Nessuno poteva farci niente. Neanche le suore, ascoltava. Non gli importava di prenderle, solo non dovevi entrare nel suo spazio.
Quel giorno Paolo gli chiese di lasciargli fare due minuti di altalena, prima di andare via. Paolo e la sua famiglia avevano una pizza alle sette e mezza, ed erano già venti alle sette. Sua mamma stava parlando con la mia, ed io ero lì ad ascoltare il "gnic gnic" delle catene contro le giunture di ferro.
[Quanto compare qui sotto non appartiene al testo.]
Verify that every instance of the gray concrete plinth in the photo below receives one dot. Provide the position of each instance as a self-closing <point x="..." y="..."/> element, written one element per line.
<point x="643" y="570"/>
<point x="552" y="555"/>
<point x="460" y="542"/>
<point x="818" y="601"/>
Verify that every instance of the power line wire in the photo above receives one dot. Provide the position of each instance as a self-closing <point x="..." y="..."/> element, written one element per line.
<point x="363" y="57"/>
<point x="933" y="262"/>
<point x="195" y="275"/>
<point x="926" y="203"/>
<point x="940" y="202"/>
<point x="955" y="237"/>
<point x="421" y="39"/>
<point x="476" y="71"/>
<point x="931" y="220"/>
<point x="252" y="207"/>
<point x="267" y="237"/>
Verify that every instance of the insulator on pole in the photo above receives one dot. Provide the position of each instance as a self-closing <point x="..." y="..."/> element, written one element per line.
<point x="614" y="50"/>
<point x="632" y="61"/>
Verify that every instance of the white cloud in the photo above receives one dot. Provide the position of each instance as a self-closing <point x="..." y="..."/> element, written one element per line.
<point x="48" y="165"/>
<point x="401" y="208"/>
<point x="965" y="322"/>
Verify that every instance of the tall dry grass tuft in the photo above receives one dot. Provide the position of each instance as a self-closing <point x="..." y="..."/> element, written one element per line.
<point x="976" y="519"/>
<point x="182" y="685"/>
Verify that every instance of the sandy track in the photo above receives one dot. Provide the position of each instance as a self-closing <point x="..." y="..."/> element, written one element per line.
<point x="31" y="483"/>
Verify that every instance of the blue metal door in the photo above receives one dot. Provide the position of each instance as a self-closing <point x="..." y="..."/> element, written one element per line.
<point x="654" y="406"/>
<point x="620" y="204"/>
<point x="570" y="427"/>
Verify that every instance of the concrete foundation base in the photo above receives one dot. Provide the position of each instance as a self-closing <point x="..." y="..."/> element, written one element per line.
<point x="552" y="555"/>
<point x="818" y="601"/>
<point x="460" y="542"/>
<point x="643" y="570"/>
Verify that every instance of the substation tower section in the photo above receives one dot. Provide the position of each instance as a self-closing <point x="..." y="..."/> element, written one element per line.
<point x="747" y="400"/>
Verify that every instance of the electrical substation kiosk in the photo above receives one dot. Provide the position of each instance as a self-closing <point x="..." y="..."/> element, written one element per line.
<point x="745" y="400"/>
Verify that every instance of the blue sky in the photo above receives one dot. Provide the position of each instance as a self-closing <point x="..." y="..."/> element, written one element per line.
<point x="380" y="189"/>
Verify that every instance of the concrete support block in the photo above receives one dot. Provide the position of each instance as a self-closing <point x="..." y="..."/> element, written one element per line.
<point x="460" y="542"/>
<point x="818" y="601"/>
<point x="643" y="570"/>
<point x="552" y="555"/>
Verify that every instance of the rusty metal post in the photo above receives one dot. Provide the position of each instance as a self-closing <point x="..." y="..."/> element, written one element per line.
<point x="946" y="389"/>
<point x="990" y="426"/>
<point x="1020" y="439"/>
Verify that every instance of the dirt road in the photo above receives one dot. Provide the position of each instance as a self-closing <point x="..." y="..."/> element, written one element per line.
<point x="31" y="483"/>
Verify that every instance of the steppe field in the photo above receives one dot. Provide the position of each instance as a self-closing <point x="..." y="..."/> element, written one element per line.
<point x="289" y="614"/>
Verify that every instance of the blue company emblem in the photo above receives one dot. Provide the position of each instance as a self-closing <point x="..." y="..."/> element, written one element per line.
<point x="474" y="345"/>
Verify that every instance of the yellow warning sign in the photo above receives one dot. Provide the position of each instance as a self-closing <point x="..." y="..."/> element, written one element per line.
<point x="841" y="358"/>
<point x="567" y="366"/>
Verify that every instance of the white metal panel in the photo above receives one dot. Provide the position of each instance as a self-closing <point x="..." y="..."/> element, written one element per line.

Paolo ha chiamato Marco, e quello nemmeno si è girato. La mamma: "dai che andiamo, Paolo". Paolo però ne aveva le tasche piene di Marco Pozzi, e gli chiese di nuovo: "dai, due minuti, è tutto il giorno che sei sull'altalena!", e Pozzi niente.
Dopo un po' Paolo cercò di fermare l'altalena, con Marco sopra. Non è mai facile, perché ti strattona. Se la fermi di botto ti fa un po' male il braccio, ma dopo un po' passa. Come le sberle delle suore se non scendi e lasci l'altalena agli altri bambini. Paolo provò a fermare l'altalena, ma Marco andava troppo veloce. Allungava le gambe quando andava avanti, e le tirava dentro quando andava indietro.
Paolo continuava a mettersi in mezzo, ed era sempre più vicino all'asse che reggeva Marco, quella tenuta su dalle catene, dove ti siedi. Dopo un po', Paolo si mise dietro all'altalena. Pensò che Marco Pozzi, una volta in procinto di andare all'indietro, avrebbe messo i piedi sulla sabbia per decelerare, ma non lo fece. La mamma di Paolo parlava di stirare le camice con la mamma di Daniele. Daniele restava a guardare Pozzi che si dondolava veloce, mentre Paolo era dietro con le mani avanti per cercare di fermarlo.
L'altalena piombò addosso a Paolo, e gli piegò le mani, protese in avanti per attutire la botta. Paolo cadde, mentre sua mamma lasciò perdere il ferro da stiro.